How different is he, now? Marked by tragedy, but the same mind-games and manipulation in him. Less patience with the world, but he's never been blind to the darker side of it. The fractures have simply left him tired, less adept at hiding the rage and contempt.

"No?" He gestures down at himself. "I've spent my life lying to people, tricking them. I don't wonder you don't trust me. But this...is all I have to offer."

Pours the broken pieces into her hands, hopes the edges will not cut too deeply.

"No." She takes his face between her hands. "You're going to be a better person than that, if I have to drag you there kicking and screaming."

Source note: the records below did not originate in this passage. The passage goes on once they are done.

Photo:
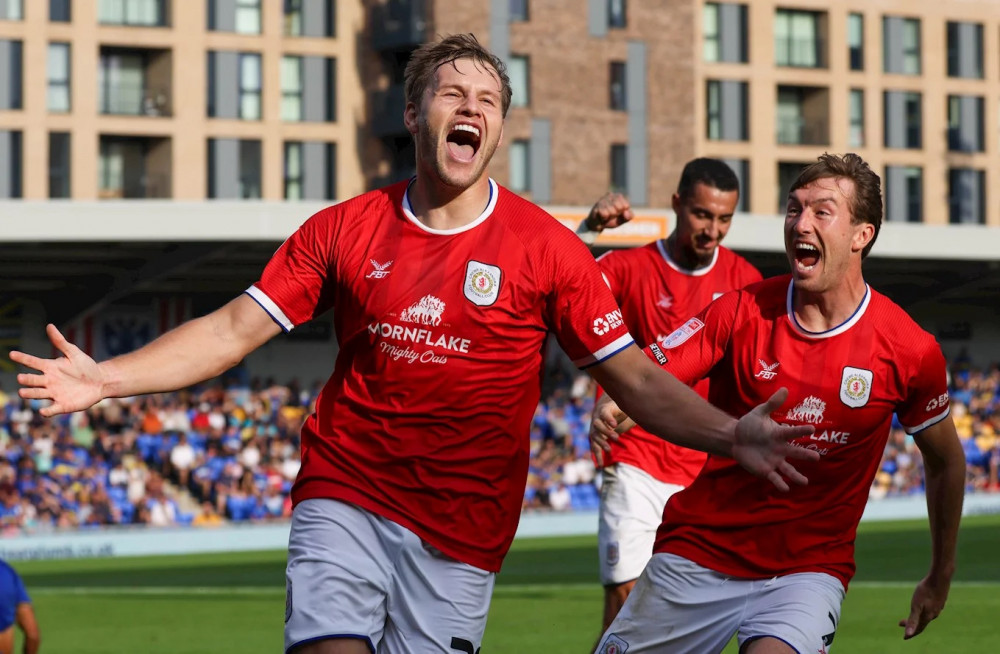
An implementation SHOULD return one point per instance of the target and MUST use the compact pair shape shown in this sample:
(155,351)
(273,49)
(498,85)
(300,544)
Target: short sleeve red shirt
(425,419)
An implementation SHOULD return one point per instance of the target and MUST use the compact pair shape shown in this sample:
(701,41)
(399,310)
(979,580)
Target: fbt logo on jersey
(608,322)
(767,370)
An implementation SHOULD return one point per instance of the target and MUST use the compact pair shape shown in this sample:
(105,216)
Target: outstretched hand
(607,423)
(927,603)
(762,445)
(612,210)
(72,382)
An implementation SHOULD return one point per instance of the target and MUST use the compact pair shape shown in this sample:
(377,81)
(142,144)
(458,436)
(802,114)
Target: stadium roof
(76,257)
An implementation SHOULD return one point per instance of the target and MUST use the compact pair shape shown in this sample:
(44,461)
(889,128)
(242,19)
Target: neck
(824,310)
(682,256)
(443,207)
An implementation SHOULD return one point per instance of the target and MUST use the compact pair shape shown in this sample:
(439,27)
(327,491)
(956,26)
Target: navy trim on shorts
(750,640)
(308,641)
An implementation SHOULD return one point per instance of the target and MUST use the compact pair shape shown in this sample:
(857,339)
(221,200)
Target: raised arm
(25,617)
(666,407)
(944,474)
(197,350)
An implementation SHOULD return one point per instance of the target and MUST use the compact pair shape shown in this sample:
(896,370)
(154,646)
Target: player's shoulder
(895,325)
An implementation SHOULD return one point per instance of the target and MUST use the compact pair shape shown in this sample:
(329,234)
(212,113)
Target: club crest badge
(482,283)
(856,386)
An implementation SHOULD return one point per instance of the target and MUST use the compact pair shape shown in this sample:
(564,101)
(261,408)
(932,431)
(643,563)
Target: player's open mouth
(806,256)
(463,141)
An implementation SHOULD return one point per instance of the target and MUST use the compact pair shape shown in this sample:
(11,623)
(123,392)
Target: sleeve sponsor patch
(682,333)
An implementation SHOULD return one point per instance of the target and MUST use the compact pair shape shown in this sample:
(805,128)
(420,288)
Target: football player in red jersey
(733,557)
(443,290)
(659,287)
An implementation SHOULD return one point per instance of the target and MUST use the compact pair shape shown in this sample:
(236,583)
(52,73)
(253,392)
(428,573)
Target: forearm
(945,485)
(666,407)
(197,350)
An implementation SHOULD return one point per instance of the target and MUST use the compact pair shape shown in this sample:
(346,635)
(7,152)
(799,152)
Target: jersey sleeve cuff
(605,352)
(928,423)
(272,309)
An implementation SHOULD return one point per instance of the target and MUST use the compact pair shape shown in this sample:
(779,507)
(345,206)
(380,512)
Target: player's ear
(410,118)
(863,235)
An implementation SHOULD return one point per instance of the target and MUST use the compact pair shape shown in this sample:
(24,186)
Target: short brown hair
(866,205)
(426,59)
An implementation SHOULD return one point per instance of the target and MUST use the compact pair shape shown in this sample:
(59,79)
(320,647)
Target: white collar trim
(487,212)
(839,329)
(698,272)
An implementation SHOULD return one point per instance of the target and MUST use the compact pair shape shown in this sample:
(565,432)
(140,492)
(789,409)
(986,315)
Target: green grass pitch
(546,599)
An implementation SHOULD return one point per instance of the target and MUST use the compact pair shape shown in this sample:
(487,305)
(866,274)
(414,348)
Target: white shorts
(631,510)
(354,574)
(679,607)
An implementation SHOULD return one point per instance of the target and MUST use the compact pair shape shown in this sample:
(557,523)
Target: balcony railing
(399,24)
(135,100)
(147,187)
(799,131)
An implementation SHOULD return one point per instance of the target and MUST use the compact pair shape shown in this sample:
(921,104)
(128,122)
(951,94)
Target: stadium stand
(229,452)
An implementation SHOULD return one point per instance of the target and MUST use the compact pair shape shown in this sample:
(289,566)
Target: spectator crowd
(229,451)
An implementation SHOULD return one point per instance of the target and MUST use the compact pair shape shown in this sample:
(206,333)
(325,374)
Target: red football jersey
(657,296)
(847,382)
(425,419)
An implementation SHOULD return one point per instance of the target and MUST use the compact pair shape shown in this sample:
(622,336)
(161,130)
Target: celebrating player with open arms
(443,289)
(734,557)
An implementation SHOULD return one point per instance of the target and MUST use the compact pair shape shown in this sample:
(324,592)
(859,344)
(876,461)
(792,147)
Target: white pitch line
(498,590)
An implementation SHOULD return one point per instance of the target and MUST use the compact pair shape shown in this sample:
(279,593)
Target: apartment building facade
(201,99)
(183,99)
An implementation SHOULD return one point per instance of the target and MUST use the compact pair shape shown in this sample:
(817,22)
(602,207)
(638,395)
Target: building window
(802,115)
(10,164)
(725,29)
(292,24)
(250,86)
(520,166)
(617,86)
(58,77)
(59,165)
(11,72)
(798,38)
(788,172)
(904,194)
(966,196)
(966,123)
(520,80)
(965,50)
(742,169)
(616,13)
(619,168)
(856,113)
(291,88)
(727,114)
(59,11)
(519,10)
(293,170)
(901,45)
(148,13)
(903,120)
(247,17)
(11,10)
(856,41)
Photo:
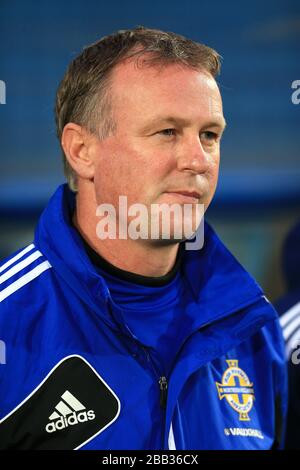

He doesn't believe that he can be a better person, but he believes that she thinks he can be. He finds that he wants to try, for her. Leans forward, rests his forehead to hers.

"My father's first rule was - 'stay away from cops, because they are always trouble'."

"Believe it." They rest there for a moment. "Now let's go get that scary crap off you."

His shoulders express every bit of the weariness, the despair he won't voice, but the shadows in his eyes lift a little as she smiles at him, draws his head down.

He'll take his demons home with him, fight them into the small hours, but he'll also take away the memory of her kiss, a small talisman against the darkness. No faith in himself, but he has faith in her.